La principale defaillance dell'Unione Europea consiste proprio nell'incapacità di assumere a livello europeo le scelte sulle politiche dei migranti che non possono essere affrontate dai singoli paesi. Le migrazioni hanno costi umani spaventosi: Livi Bacci cita un dato di Fortress Europe che ha contato quasi 20.000 morti certificate nel tentativo di approdare in Europa dal 1988. E si tratta di una stima ampiamente per difetto. Attenzione a non dare spazio al tentativo dei demagoghi e dei professionisti della paura di utilizzare il terrorismo per chiudere le nostre società ad ogni apporto esterno. E' il tratto comune della nuova destra radicale europea e dei movimenti “populisti”. Si sta creando un clima pesante anche in un paese tradizionalmente tollerante come l'Italia:la moltiplicazione dei CIE non è la soluzione né ai problemi posti dal terrorismo né alla necessità di governare le migrazioni costruendo politiche credibili di accoglienza ed integrazione. Non faccio il buonista: se un intellettuale come Corrado Augias riconosce che siamo in guerra, non si può nascondere la testa sotto il cuscino. Ci sono esigenze serie di controllare il territorio e i potenziali luoghi di radicalizzazione. Tuttavia non possiamo confondere fenomeni assolutamente diversi: la stragrande maggioranza dei musulmani nulla ha a che fare con l'estremismo e tanto meno con il terrorismo, mentre non è dimostrato – tranne rari casi - che i canali di ingresso dei migranti, spesso controllati dalla criminalità organizzata, siano utilizzati a fini terroristici.
A mia conoscenza, l'unico caso noto di un terrorista che è entrato in Europa attraverso la rotta mediterranea è quello dell'attentatore di Berlino Anis Amri, che era già noto alla polizia tunisina come criminale comune.

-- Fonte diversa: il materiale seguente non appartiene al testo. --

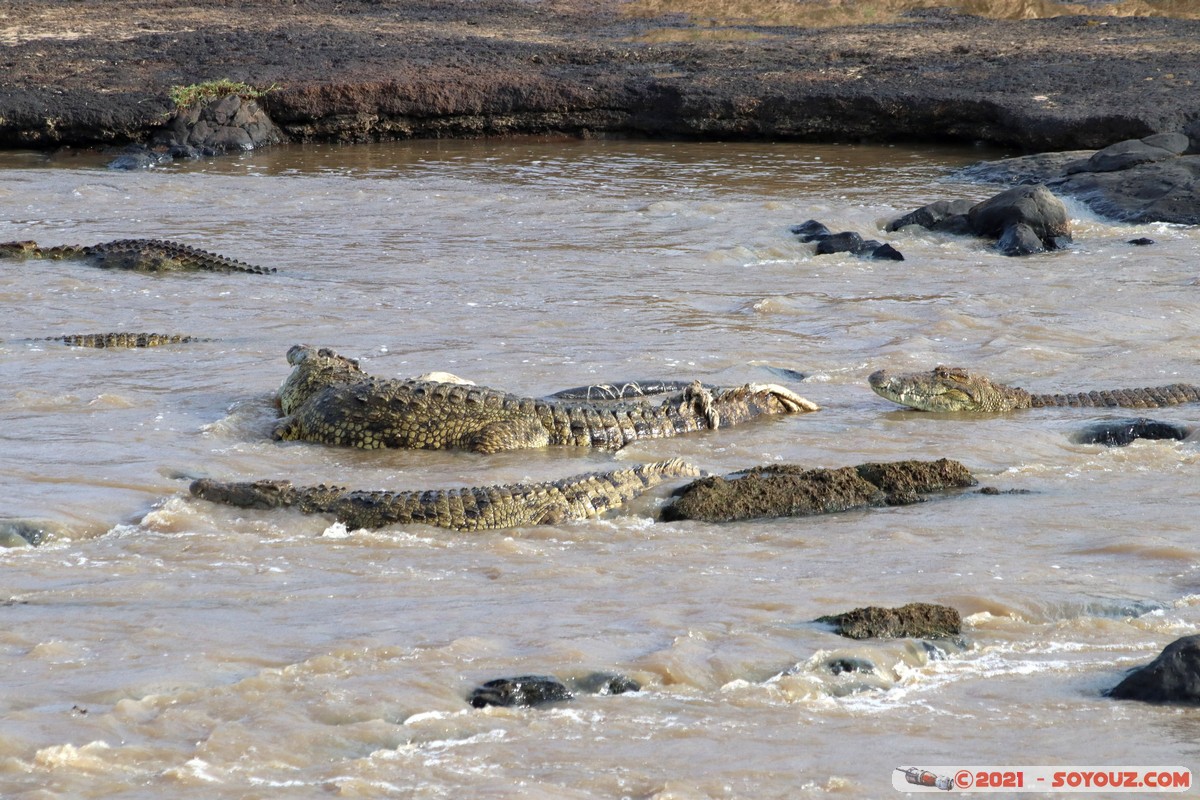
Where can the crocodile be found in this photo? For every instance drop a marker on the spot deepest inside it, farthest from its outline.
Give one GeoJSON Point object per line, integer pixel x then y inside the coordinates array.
{"type": "Point", "coordinates": [119, 340]}
{"type": "Point", "coordinates": [491, 507]}
{"type": "Point", "coordinates": [951, 389]}
{"type": "Point", "coordinates": [139, 254]}
{"type": "Point", "coordinates": [328, 398]}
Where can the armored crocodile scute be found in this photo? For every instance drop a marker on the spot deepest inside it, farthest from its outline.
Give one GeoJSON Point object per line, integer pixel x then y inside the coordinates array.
{"type": "Point", "coordinates": [330, 400]}
{"type": "Point", "coordinates": [121, 340]}
{"type": "Point", "coordinates": [139, 254]}
{"type": "Point", "coordinates": [492, 507]}
{"type": "Point", "coordinates": [952, 389]}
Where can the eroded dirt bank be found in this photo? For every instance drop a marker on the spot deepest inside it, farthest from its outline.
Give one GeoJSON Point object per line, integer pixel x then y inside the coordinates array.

Tra l'altro pare che la sua radicalizzazione sia avvenuta durante la permanenza in Italia (probabilmente in Sicilia). La sfida vitale per la nostra cultura è il coraggio di non rinunciare alla società aperta e tollerante che abbiamo costruito negli ultimi decenni. L'Islam, come ogni altra religione, non è un nemico e i musulmani non sono terroristi. Ognuno ha il diritto di credere nel suo Dio; e anche quello di non credere in Dio.